Vision – you need to know what your drivers for the migration are. While this can vary per enterprise, there are several common drivers - Are you looking for cost reduction? More agility under load? Business continuity and robustness when performing maintenance? In each of those look for the long-term benefits and try to align them to your company business goals.
Assessment – what are the timelines in which you’re hoping to achieve your goals? Have you performed an analysis of your application landscape? Have you figured out your center of gravity?
Plan – a good number of customers jump directly to this phase by just chasing the latest technology trends. Once you have done the vision and the assessment parts, you will have a clear idea of which migration approaches fit certain integration flows best.

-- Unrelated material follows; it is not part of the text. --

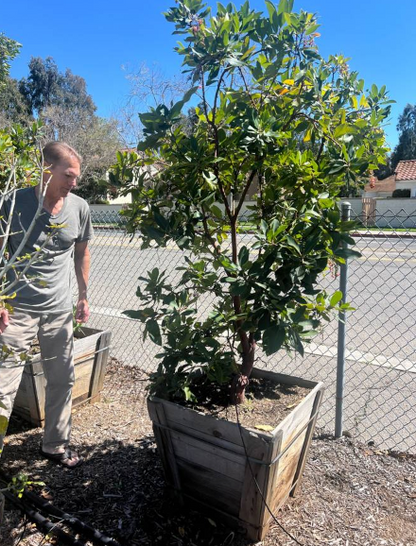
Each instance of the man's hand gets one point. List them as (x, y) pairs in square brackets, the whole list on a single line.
[(4, 319), (82, 313)]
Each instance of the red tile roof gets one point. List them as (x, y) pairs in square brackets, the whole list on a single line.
[(406, 170), (386, 185)]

Execution – after you have the vision and the plan to achieve it you need to make sure you have the necessary skills and time to drive the transformation forward. There is no perfect migration path and no magic button to just run the software from a cloud with modern architecture. Figure out the best ways to achieve your business goals and define measurable criteria for your success.
No matter where you move your integration workloads, it is always a good first step to carefully pick an API strategy that will help you easily modernize the landscape. Then, by understanding your “center of gravity” for each of integration workload, you can figure out which integration options fits it best. Our recommendation is to start with quick wins – re-hosting as-is is a good option and will allow you to get a feeling of what it means to run in the cloud. You can track running and operational costs as well as monitor for any hidden problems that might get exposed - network topologies, legal aspects concerning your data, knowledge gaps in your organization and many others.
The next easy step can be re-platforming, especially if you start building integrations between brand new SaaS applications. webMethods.io provides simplicity in building those workflows with good UX and a lot of ready recipes for many modern systems.
Meanwhile, your organization can gradually acquire the skills to implement and deploy integration microservices in a container orchestration environment.
As you’ll end up with a lot of different integrations, you’ll need to prepare yourself to govern all those in a scalable manner.
Migrating an integration platform to a cloud infrastructure is much more challenging than migrating or replacing a single business application. An integration solution never lives a life of its own – it depends on your whole IT landscape. That is why an integration solution migration can rarely be a big bang – it is a rather phased approach when you carefully pick the workloads one by one and find out which approach is best for them. You might leave them where there are, move them to a VM in a cloud, create any brand-new SaaS integration with iPaaS platform like webMethods.io or spawn many new integration microservices that can be run and updated independently. The typical monolith ESB looks might become a rare sight in the next years. Instead, the trend would go towards APIs consumed by different deployment, hosted everywhere. We believe it would be beneficial to embed this into your vision and make sure you aim for a long-lasting solution.